Waiting for Superman,” which blames teachers for the problems with public education is essentially just an expensive piece of advertising for charter schools. It was largely funded by Bill Gates and Warren Buffet, two proponents of school privatization. Almost immediately after the film was aired, the donations to charter schools started to pour in. The venture capital Charter School Growth Fund recently secured $100 million from sources including the Walton Family Foundation. Oprah just coughed up $6 million for six charter schools.

Neil Bush, Reed Elsevier and McGraw-Hill were all well-connected with President Bush and all were beneficiaries of NCLB give-aways. While schools were forced to buy their products, money and time for real teaching and learning were diverted to test preparation and testing. As NCLB declared increasing numbers of schools to be failing, teachers were forced to work harder and longer, usually without extra compensation, to implement “reforms” that had no possibility of solving the problem. They couldn’t solve the problem because NCLB was designed to increase failure, not increase student achievement.

Even banks and investment firms can be seen as the enemies of education.
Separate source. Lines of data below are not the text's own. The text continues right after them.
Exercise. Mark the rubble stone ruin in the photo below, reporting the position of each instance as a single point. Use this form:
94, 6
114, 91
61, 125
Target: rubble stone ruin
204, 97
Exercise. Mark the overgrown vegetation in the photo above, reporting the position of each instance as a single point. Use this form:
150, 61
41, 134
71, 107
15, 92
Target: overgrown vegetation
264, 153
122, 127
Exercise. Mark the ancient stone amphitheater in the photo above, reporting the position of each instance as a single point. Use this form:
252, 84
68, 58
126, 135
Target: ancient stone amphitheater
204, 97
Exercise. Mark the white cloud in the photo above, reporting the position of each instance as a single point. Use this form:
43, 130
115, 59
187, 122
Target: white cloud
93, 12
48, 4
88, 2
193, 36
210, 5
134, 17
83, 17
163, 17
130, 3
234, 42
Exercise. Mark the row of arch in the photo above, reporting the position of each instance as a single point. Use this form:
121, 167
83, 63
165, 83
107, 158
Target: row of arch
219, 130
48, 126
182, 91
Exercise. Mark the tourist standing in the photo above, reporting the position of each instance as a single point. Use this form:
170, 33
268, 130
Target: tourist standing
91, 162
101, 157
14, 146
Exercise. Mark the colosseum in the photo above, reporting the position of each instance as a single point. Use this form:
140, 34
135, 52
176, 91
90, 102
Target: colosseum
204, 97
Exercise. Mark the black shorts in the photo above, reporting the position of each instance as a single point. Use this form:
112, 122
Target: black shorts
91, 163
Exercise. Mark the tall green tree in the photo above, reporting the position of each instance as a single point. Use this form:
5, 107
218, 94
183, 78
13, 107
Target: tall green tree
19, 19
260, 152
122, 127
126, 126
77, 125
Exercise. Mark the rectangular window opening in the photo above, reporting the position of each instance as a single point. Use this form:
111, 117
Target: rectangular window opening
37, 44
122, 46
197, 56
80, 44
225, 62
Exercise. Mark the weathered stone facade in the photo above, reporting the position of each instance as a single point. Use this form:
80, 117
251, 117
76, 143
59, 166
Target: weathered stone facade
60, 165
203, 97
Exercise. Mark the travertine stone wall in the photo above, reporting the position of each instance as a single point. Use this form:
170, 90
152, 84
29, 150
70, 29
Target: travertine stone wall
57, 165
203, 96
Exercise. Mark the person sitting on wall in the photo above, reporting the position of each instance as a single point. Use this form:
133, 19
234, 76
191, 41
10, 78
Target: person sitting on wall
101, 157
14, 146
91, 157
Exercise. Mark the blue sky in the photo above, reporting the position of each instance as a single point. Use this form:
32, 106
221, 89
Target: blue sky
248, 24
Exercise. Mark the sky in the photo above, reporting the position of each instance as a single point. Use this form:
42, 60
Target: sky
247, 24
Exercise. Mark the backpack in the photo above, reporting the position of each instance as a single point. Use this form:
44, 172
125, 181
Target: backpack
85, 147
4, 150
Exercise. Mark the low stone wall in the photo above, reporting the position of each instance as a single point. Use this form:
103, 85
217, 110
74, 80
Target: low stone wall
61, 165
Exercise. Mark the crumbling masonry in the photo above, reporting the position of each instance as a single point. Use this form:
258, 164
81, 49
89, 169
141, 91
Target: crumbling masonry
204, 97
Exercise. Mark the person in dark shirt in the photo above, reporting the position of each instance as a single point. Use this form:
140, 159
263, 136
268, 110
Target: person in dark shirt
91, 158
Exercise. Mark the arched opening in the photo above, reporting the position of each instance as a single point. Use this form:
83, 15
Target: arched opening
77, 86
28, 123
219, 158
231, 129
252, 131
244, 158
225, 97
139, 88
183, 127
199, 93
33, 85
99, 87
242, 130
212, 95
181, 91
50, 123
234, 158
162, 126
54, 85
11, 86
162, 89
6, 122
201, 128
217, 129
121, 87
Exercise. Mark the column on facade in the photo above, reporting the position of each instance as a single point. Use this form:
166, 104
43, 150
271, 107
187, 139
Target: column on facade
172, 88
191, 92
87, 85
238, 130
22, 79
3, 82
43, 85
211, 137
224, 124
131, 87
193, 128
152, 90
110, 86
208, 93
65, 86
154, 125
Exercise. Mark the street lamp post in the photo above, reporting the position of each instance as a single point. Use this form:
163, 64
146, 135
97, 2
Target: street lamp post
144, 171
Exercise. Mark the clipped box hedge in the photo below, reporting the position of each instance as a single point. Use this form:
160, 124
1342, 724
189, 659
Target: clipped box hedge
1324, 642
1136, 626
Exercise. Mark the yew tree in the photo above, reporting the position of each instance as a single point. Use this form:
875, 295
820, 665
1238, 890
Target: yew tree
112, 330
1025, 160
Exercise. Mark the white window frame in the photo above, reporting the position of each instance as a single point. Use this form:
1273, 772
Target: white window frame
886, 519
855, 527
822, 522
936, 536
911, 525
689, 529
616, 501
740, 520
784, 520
They are largely responsible for the current financial crisis that has bankrupted cities, lowered property values and school funding, and made millions of people unemployed, homeless and angry. In all likelihood, we shall see test scores and graduation rates decline, as more and more families become impoverished. Meanwhile, they blame teachers for hindering real educational improvements and bemoan the lack of sufficiently educated workers to fill their nonexistent job openings, implying that teachers are the cause of high unemployment rates and the persistence of the recession.